Mathematical and Statistical Application – Stata – Common FAQs

Why do I get “.smcl” files when I try to output “.log” files in Stata?

How can I change the format of data for my axes in my graph?

How can I convert a string date variable into date formats that can be used for age calculations?

Why is that when I attempted to paste into Stata data editor, all the columns from Microsoft Excel appear jammed together in one column of Stata?

How can I save the graph without displaying it?

Is there any way to compute the time which a do-file spends since you run it until it is finished?

How can I compute the time which a Stata command spends since you run it until it is finished?

How can I specify all observations for which two or more of a set of dummy variables equal one?

How can I eliminate duplicate observations?

How do I to create two random normal variables with a given correlation?

Can Stata perform ANOVA with both random and fixed effects and estimate the variance components?

How can I run Stata interactively on the Research Computing server?

How do I write a Stata startup script when running it on the Research Computing server?

Can I change the search path of Stata so it can find my own ado-files that are placed on the Research Computing server?

How do I print Stata graphs when running it on the Research Computing server?

Additional help

Why do I get “.smcl” files when I try to output “.log” files in Stata?

The default format for Stata log files is “.smcl” (pronounced “smickle” ), which can only be displayed with the Stata Viewer (this is the case when you type “log using filename”; when you use Stata’s pull-down menu, you can choose between “.smcl” and “.log” ).
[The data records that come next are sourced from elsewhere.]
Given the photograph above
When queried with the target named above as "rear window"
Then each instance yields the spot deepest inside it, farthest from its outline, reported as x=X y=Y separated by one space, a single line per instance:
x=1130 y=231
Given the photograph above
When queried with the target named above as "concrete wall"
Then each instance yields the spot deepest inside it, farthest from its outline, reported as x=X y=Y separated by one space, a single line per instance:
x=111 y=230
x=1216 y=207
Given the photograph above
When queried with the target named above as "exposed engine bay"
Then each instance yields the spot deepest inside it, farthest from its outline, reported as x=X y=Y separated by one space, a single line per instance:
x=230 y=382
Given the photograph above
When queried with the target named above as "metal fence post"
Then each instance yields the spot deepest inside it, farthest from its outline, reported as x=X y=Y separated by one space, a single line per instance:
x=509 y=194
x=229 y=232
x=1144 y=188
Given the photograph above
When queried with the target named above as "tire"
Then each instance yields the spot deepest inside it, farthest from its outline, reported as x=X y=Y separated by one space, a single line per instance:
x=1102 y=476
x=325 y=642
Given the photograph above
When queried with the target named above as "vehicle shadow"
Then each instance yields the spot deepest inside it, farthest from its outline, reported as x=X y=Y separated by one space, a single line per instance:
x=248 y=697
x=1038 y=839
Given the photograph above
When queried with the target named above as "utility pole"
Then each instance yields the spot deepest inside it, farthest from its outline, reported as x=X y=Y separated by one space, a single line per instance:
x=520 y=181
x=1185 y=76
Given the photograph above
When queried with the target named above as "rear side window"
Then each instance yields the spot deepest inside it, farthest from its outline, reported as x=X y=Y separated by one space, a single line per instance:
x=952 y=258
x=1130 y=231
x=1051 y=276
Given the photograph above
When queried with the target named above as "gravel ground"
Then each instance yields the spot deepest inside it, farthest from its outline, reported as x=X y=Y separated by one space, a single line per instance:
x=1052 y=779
To convert “.smcl” files into “.log” (ASCII/plain text) files, you should use the translate command:

  . translate mylog.smcl mylog.log

Alternatively, you can use:

  . log using filename.txt, text
  . log using filename.log

to start logging to an ASCII log file. To set it as a default, use:

  . set logtype text

To recover a log, when you forgot to open one, use:

  . translate @Results mylog.txt

This uses a translator called “Results2txt”. To view a list of available translators, type:

  . translator query

How can I change the format of data for my axes in my graph?

To change the format of a number (or date) on an axis of a graph, you must first change the format of the variable itself. For example, given the data set

  . list
 
   x y 
   1. .1369841 .2551499 
   2. .6432207 .0445188 
   3. .5578017 .4241557 
   4. .6047949 .8983462 
   5. .684176 .5219247 
   6. .1086679 .8414094 
   7. .6184582 .2110077 
   8. .0610638 .5644092 
   9. .5552388 .2648021 
   10. .8714491 .9477426

where the display formats for both variables are %9.0g. You should use

  . format x y %6.2f

to reformat the variables, so that you can get a new display format.

  . list
   x y 
   1. 0.14 0.26 
   2. 0.64 0.04 
   3. 0.56 0.42 
   4. 0.60 0.90 
   5. 0.68 0.52 
   6. 0.11 0.84 
   7. 0.62 0.21 
   8. 0.06 0.56 
   9. 0.56 0.26 
   10. 0.87 0.95

How can I convert a string date variable into date formats that can be used for age calculations?

If you have dates in this format: str8 %8s, and they look like this: 01/24/93, 1/24/93 or 01/5/93 (M,D,Y, sometimes the leading 0 for a single digit month or day is missing. The leading zeroes shouldn’t matter, you can try using the date() function.

  . gen edate=date("string_varname", md19y)

This creates an “elapsed” date which is the number of days since January 1st 1960. Then format it as you like, eg: “. format edate %dN/D/CY”. Create the ages by subtracting the birthdate from the current date, dividing by 365.25. Then use the int() function to trim fractions off. Like so:

  . gen age = (interview_date - birthdate) / 365.25
  . replace age = int(age)

Why is that when I attempted to paste into Stata data editor, all the columns from Microsoft Excel appear jammed together in one column of Stata?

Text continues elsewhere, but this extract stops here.